The *translate* command `tr` takes in two parameters: the original symbol or string to replace, and what to replace it with. Here, we are looking for the commas, and "translating" them into new lines. 

We see that the number of columns is 15.

Note: If we printed the first few lines of a data file using `head` and saw that our data columns are separated not with a comma but, say, with a tab (which is more typical than a comma delimiter), we would use `tr '\t' '\n'` instead.
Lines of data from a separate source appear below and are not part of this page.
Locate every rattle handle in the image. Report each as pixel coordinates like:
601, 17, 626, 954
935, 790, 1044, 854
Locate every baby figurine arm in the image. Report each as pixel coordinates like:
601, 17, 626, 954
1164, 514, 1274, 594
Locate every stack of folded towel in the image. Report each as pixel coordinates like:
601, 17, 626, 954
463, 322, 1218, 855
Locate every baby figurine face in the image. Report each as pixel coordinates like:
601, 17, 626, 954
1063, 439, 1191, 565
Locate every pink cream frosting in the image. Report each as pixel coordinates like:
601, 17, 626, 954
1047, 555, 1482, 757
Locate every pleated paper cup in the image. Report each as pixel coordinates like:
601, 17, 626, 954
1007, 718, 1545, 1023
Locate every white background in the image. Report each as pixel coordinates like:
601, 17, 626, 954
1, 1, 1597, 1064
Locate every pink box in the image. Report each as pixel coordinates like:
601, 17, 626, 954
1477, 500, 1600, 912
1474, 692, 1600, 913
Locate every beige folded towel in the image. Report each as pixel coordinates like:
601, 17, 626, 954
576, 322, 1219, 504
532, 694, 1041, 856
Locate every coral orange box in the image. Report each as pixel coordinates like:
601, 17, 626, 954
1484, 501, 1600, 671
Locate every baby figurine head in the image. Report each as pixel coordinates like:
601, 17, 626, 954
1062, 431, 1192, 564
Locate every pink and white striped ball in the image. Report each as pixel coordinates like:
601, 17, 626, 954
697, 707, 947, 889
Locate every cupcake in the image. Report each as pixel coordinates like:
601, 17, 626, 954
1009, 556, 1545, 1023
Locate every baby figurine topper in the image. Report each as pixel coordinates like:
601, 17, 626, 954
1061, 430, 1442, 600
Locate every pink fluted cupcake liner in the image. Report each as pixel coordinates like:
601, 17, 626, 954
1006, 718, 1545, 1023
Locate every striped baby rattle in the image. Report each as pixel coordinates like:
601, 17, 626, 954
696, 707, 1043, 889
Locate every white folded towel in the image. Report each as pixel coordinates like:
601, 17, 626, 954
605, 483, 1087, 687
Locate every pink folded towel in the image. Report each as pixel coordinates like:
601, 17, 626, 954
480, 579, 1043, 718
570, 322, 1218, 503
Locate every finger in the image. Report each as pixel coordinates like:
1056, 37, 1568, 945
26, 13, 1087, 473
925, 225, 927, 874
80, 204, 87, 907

## Initial Data Exploration with Pandas

The cells below are a reminder of how we could answer all of the same questions about our data in Python:

In [2]:
import pandas as pd
import os 

In [3]:
filename = os.path.join("/Users/salmanyagaka/Documents/interviews/adult.csv")
df = pd.read_csv(filename, header=0)

In [4]:
df.head()

Unnamed: 0,age,workclass,fnlwgt,education,educational-num,marital-status,occupation,relationship,race,gender,capital-gain,capital-loss,hours-per-week,native-country,income
0,25,Private,226802,11th,7,Never-married,Machine-op-inspct,Own-child,Black,Male,0,0,40,United-States,<=50K
1,38,Private,89814,HS-grad,9,Married-civ-spouse,Farming-fishing,Husband,White,Male,0,0,50,United-States,<=50K
2,28,Local-gov,336951,Assoc-acdm,12,Married-civ-spouse,Protective-serv,Husband,White,Male,0,0,40,United-States,>50K
3,44,Private,160323,Some-college,10,Married-civ-spouse,Machine-op-inspct,Husband,Black,Male,7688,0,40,United-States,>50K
4,18,?,103497,Some-college,10,Never-married,?,Own-child,White,Female,0,0,30,United-States,<=50K


In [5]:
df.shape

(48842, 15)

You can see that the dimensions we got using command line tools are the same as the ones put out by Pandas tools.